There are many cases in the city where officers use their sixth sense to smell non-existent marijuana in someone’s car. All it takes to have a warrantless search of a car is the odor of marijuana and there is no way to preserve that smell and test an officer for it later. If an officer claims to have smelled the odor of marijuana, whether it was burnt or unburnt, he is going to ask the driver to exit the vehicle and will proceed to search the vehicle without a warrant.
When those facts come up in court, a judge more often than not believes that the officer smelled marijuana. Even if the marijuana the officer found was sealed in double tight vacuum bags and was completely unburnt, the judge will side with the officer. Minor traffic stops are the breeding ground for these types of arrests and for officers to conduct these warrantless searches.
It is crucial to have a drug defense lawyer who will go through the steps necessary to challenge an officer’s background including disciplinary histories in training. The lawyer obtains information from a person’s case in support of attacking officers for their truthfulness and whether or not they are making things up just to make a case.
The differences between different court systems in the counties around Atlanta are enormous. The absence of a diversion program in Gwinnett County is a crucial starting point for cases that begin there. The presence of diversion programs in many municipal, state, and superior courts in other counties provide a wonderful starting point for drug cases in Atlanta.
The common practice in many courts is to treat marijuana cases less seriously. The legislature has gone forward to take a step closer to decriminalizing simple possession of marijuana of less than an ounce by preventing that charge and conviction from going on someone’s permanent criminal history, the criminal history that employers can view.
The practice of many courts in the city of Atlanta area dealing with more serious drug crimes, especially for first time offenders, is to offer a path to a second chance without the use of the crucial first offender plea or the use of a conditional discharge under Georgia law. These are akin to a free pass in a way but that doesn’t mean the person gets off without punishment.
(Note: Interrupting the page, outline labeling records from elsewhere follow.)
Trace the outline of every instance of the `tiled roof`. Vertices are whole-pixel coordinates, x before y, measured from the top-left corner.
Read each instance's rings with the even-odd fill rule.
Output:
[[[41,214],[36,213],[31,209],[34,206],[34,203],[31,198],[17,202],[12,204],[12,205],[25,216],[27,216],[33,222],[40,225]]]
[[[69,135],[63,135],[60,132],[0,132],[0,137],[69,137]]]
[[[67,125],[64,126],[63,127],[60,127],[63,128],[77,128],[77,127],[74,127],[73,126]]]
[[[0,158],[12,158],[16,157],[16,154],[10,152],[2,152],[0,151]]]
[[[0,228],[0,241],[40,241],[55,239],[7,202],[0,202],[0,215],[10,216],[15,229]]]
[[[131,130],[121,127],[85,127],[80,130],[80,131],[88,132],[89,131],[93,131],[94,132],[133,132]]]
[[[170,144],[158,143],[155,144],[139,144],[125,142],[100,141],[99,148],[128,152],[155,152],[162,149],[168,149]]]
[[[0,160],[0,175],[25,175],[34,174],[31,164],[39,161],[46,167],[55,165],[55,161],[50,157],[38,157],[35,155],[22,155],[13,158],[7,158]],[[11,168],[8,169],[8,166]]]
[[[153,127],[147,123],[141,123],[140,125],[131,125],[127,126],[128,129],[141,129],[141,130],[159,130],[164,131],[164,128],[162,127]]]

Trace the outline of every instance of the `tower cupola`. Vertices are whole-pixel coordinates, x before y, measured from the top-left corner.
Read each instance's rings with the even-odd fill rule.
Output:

Drugs are taken very seriously in the South, even in the metropolitan area like Atlanta. Prosecutors, whether they offer a diversion, a dismissal, or some alternative path to resolve a case, often attempt to impose harsh punishments on defendants. It is crucial that an individual has a lawyer who knows the local practices, the policies of the district attorneys, solicitor generals, municipal court prosecutors, and how they treat different cases so that a person doesn’t receive a severe punishment in a case that could have been resolved quite easily and painlessly.